21-6
俺とミカさん、そして妖精のコルデリアの三人の冒険がはじまった。
行く先は『ミザル溶岩洞窟』。
拠点の街からずっと南下した場所にあるミザル火山がそこである。
転移機能を利用して拠点の街に帰ってきた俺たちは、さっそくミザル火山行きの乗合馬車に乗ったのであった。
「わたくし、街を見てまわりたかったですわ」
「すまないねコルデリアちゃん。あまり時間を使うと夜になってしまうから」
「ええ、承知していますわ。わたくし、聞き分けはよいほうですの」
「今度、エミリエルやフレイアも連れて街をまわろう」
「トキヤさまはおやさしいのですね」
馬車はゆっくりとした足取りで道を進んでいく。
延々と広がるなだらかな丘陵。点在する民家と、風に波打つ麦畑。
乗合馬車での旅は、良く言えばおだやかで、悪く言えば退屈だった。
コルデリアも最初こそ外の世界が珍しくて、建物が見えるたびに「あれはなんですの?」と指さして俺たちに尋ねていたが、今は座席に深くもたれてあくびをしている。それからやがて俺に身体を預けて寝入ってしまった。
「トキヤくんも寝るといい。到着したら私が起こそう」
ミカさんはストレージから取り出した本を読んでいた。
「それってどんな内容の本ですか?」
「物語だね。勇者が邪悪な竜を倒す旅ををする冒険譚さ」
「ミカさんってもしかして現実世界にいたころも本をよく読んでました?」
「ああ。読書が趣味だったからね。キミはどうだい?」
俺は書くほうが趣味です。
とは恥ずかしくて言えなかったので素直に首を縦に振った。
「なら、私の持ってきた本貸そう。他にもストレージに本はたくさんあるんだ」
俺はミカさんから本を借りて退屈な旅をしのいだ。
俺の借りた本も冒険の物語だった。
ミカさんはこういう本が趣味なのだろうか。
「ミカさんってラノベとか読みます?」
「ライトノベルかい? いや、読まないね。現実世界にいたころは純文学をよく読んでいたよ。大学も文系だったからね。今読んでいる本がどれも冒険物語なのは、普段はそういったジャンルを読んでいなくて興味を引かれたからだよ」
「純文学……。すごいですね」
「すごくはないさ。ライトノベルも文豪たちの書いた小説も等しく『本』だよ」
それから俺とミカさんは黙って本を読んで過ごした。
乗合馬車は延々と車輪を回し、ゆらゆらと揺れながら道を進んでいく。
途中、小さな村に停まって御者が馬を休ませてエサをやる間、俺たちは馬車の外で固くなった身体を伸ばした。

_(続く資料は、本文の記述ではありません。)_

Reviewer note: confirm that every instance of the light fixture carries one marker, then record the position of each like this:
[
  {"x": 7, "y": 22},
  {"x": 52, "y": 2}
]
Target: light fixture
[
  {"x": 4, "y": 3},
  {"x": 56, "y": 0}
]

俺の前をふわふわ浮いていたコルデリアが大きなあくびをする。
「冒険って意外と退屈ですのね」
「火山についてからが本番だぞ。魔物も出るからな」
「魔物との戦いならおまかせあれ。剣には自信がありますの」
コルデリアは腰の剣を抜いて構えてみせた。
「剣もいいけど、コルデリアにはエンチャントを頼みたいんだ」
「エンチャント……。エミリエルがトキヤさまの槍に光を宿したあれですわね」
「いざというときは頼むぞ」
「おまかせくださいな」
休憩は終わり、俺とミカさん、コルデリアは再び乗合馬車に乗った。